SOM analysis for seismic interpretation

SOM analysis for seismic interpretation

UNN technology is unique in that it can be used to identify seismic anomalies through the use of multiple seismic attributes. Supervised neural networks operate on data that has been classified so the answer is known in specific locations, providing reference points for calibration purposes. With seismic data, a portion of a seismic survey at each logged well is known. UNN however, do not require the answer to be ‘known’ in advance and therefore are unbiased. Through the identification of these anomalies, the presence of hydrocarbons may be revealed. This new disruptive technology has the potential to lower the risk and time associated with finding hydrocarbons and increases the accuracy of estimating reserves.

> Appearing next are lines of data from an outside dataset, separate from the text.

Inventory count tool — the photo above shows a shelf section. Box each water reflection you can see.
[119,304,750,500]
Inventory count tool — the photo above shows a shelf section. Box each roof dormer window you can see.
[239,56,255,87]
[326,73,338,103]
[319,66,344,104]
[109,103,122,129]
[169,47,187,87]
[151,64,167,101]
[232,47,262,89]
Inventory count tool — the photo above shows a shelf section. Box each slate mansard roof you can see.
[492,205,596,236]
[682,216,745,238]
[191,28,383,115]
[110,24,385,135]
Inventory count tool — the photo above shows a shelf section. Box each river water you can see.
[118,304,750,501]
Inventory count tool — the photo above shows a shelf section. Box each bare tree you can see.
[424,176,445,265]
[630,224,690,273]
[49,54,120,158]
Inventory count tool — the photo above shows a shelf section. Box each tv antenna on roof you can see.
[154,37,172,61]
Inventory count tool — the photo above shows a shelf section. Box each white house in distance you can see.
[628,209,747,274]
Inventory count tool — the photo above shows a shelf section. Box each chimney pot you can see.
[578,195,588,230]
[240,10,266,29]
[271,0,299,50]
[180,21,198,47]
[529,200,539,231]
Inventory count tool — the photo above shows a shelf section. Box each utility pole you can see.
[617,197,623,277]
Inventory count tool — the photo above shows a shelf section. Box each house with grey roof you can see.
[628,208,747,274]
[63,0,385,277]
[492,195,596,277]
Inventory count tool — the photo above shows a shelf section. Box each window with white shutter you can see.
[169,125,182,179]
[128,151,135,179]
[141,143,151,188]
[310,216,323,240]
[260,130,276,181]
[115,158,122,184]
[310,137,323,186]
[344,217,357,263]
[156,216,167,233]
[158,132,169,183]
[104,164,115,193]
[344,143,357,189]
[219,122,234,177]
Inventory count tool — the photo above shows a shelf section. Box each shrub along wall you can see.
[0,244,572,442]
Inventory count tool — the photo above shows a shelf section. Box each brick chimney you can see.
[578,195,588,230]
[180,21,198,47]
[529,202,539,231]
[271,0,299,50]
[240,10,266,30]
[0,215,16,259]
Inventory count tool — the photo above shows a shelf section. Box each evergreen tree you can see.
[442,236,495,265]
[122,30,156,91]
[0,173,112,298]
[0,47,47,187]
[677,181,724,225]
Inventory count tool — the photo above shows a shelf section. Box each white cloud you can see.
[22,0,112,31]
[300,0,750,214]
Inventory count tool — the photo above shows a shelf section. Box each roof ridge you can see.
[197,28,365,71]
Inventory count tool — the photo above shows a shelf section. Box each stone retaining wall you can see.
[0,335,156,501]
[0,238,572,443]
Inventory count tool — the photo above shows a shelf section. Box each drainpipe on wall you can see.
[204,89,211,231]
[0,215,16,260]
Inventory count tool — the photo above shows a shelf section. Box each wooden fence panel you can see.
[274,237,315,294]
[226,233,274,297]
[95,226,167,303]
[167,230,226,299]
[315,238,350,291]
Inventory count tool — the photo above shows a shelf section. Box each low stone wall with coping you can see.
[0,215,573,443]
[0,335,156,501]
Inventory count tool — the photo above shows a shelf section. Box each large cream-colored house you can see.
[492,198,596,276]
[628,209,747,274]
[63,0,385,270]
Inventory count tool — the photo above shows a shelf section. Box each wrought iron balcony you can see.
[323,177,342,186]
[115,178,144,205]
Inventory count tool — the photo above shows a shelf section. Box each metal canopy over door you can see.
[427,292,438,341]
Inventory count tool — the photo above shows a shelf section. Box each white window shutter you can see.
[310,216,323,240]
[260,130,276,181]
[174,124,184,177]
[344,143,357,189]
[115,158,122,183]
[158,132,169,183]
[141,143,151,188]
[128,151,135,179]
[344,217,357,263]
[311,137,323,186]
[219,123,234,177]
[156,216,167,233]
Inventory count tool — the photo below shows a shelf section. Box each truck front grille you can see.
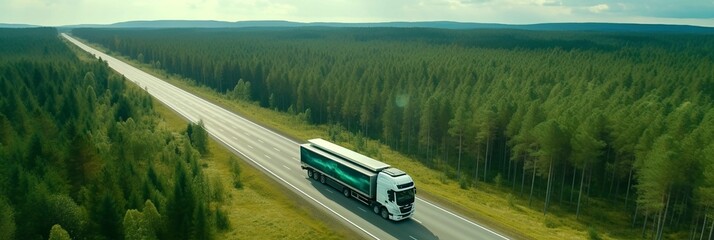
[399,204,414,213]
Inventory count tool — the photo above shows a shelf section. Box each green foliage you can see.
[49,224,72,240]
[0,197,17,239]
[72,28,714,235]
[123,200,163,240]
[228,156,243,189]
[588,227,602,240]
[0,28,220,239]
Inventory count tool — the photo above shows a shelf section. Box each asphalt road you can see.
[62,34,507,239]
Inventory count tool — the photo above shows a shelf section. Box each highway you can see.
[62,33,508,240]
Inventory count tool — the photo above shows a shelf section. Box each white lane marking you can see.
[69,33,498,239]
[417,198,508,239]
[197,129,379,240]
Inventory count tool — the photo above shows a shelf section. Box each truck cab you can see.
[372,168,416,221]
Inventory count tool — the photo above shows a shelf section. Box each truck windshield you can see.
[396,188,416,206]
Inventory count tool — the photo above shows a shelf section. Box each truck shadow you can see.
[305,177,439,240]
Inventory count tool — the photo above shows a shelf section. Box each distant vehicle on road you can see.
[300,139,416,221]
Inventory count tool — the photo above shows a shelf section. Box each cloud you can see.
[0,0,714,26]
[588,4,610,13]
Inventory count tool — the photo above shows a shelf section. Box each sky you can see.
[0,0,714,27]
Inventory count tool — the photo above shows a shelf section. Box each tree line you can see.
[0,28,228,239]
[73,28,714,238]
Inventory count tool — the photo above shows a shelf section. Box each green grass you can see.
[154,100,354,239]
[69,36,639,239]
[67,38,358,239]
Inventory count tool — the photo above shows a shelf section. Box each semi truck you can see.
[300,138,416,221]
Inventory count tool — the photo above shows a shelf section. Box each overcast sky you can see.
[0,0,714,27]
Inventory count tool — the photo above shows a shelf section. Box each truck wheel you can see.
[312,172,320,181]
[381,208,389,219]
[342,187,350,198]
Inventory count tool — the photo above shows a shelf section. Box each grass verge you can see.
[67,37,358,239]
[73,36,638,239]
[154,100,354,239]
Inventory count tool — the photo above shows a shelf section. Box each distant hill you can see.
[8,20,714,34]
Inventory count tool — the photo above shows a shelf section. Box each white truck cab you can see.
[372,168,416,221]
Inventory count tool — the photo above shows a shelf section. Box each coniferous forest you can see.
[73,28,714,237]
[0,28,225,239]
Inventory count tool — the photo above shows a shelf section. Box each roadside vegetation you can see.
[74,29,714,239]
[0,28,346,239]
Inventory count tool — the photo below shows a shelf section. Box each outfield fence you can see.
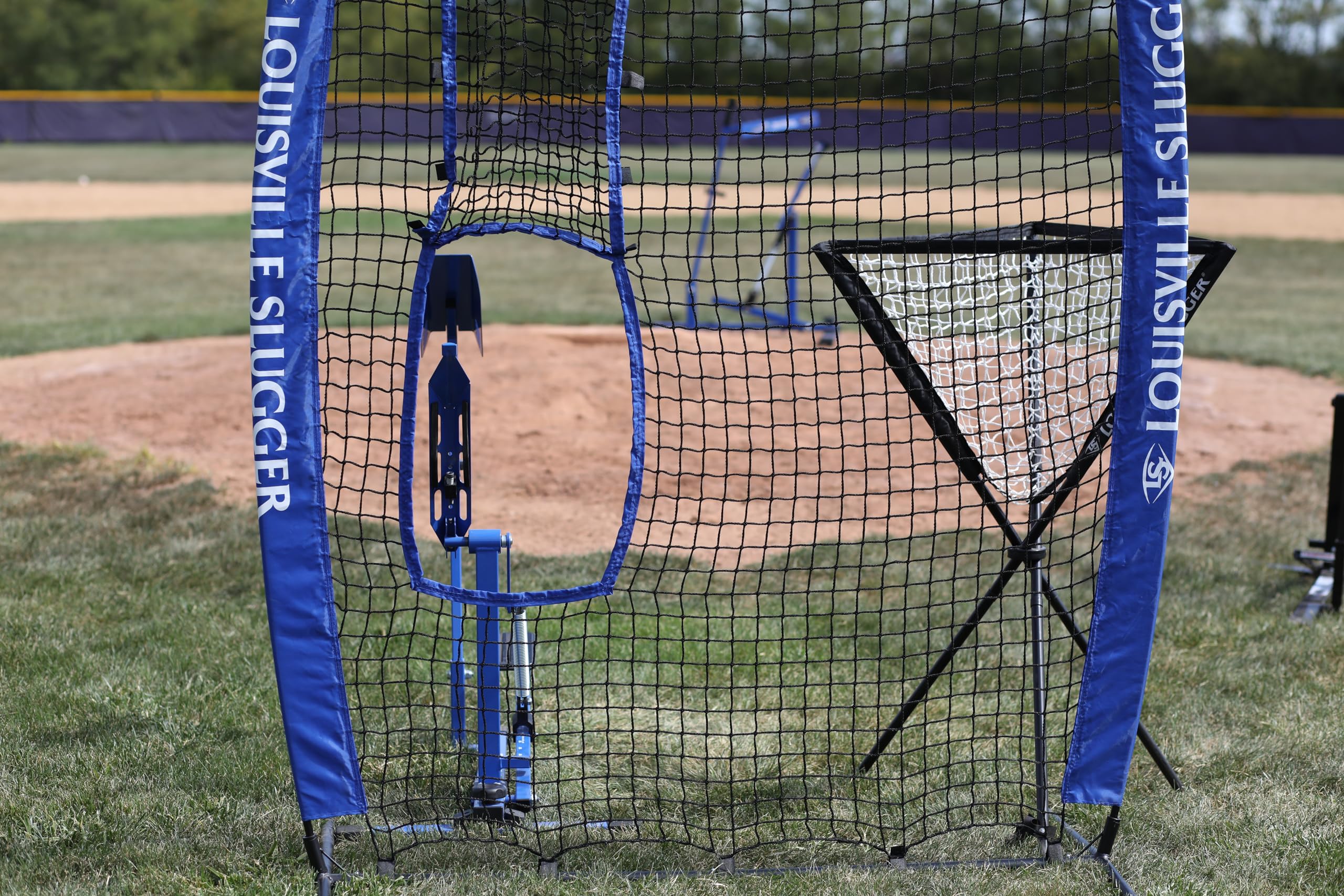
[0,90,1344,154]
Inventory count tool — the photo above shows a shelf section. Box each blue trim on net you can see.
[1062,0,1190,806]
[396,0,645,607]
[253,0,367,821]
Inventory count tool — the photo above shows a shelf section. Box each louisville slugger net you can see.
[253,0,1226,872]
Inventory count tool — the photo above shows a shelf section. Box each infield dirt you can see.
[0,181,1344,240]
[0,325,1337,555]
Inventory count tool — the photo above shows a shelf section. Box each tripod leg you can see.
[1018,521,1052,858]
[1042,575,1183,790]
[859,553,1022,774]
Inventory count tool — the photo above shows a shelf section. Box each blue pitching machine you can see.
[676,106,836,344]
[421,255,533,822]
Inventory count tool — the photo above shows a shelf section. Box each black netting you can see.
[311,0,1188,868]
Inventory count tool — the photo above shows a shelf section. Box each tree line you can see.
[0,0,1344,106]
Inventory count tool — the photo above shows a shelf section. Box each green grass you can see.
[0,216,247,355]
[0,142,1344,194]
[1186,239,1344,377]
[0,142,254,183]
[0,216,1344,389]
[0,446,1344,896]
[0,215,621,356]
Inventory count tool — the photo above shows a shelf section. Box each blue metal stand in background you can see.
[674,108,836,345]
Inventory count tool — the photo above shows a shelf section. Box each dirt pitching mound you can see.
[0,180,1344,240]
[0,325,1336,555]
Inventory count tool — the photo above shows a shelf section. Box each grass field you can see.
[0,216,1344,377]
[0,144,1344,194]
[0,145,1344,896]
[0,446,1344,896]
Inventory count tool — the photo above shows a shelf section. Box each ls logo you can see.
[1144,442,1176,504]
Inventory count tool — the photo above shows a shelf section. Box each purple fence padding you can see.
[0,97,1344,154]
[0,99,257,142]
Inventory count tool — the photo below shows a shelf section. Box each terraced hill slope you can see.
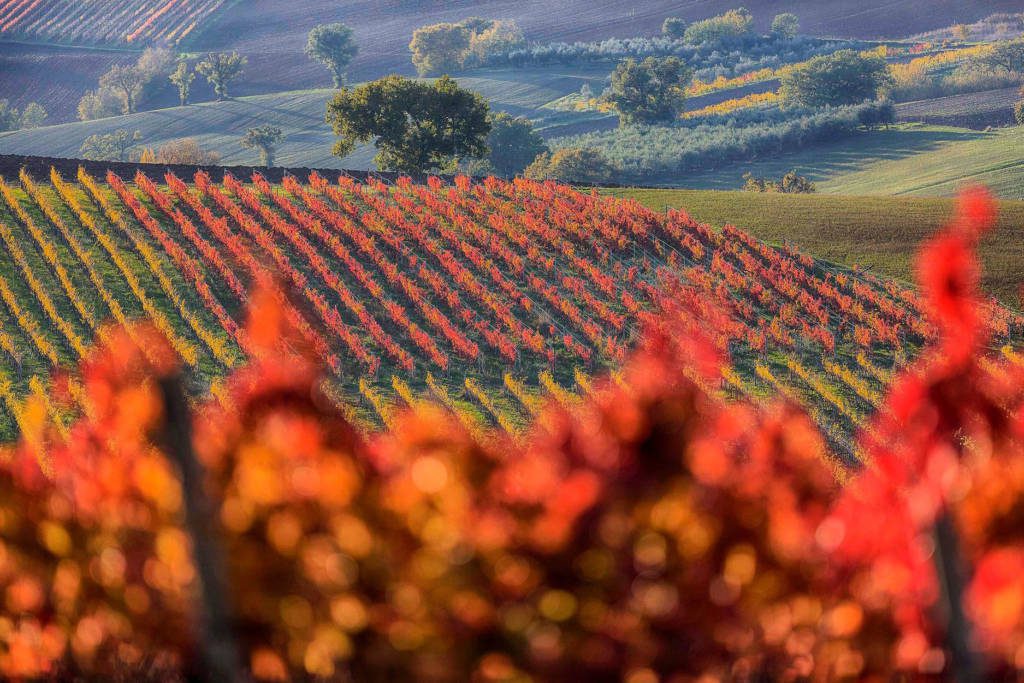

The company decided to build new components separately, then, with loosely coupled interfaces, add back the legacy components as services. In its efforts to build a new application for the neural network analysis of seismic data, Geophysical Insights struggled to find a suitable platform that met the goals of modularity, adaptability, price, and performance. While in the process of building new technologies to dramatically change seismic interpretation workflow, an opportunity arose for a new approach in advancing automation, data management, interpretation and collaboration using a modular scientific research platform with an accessible programming interface.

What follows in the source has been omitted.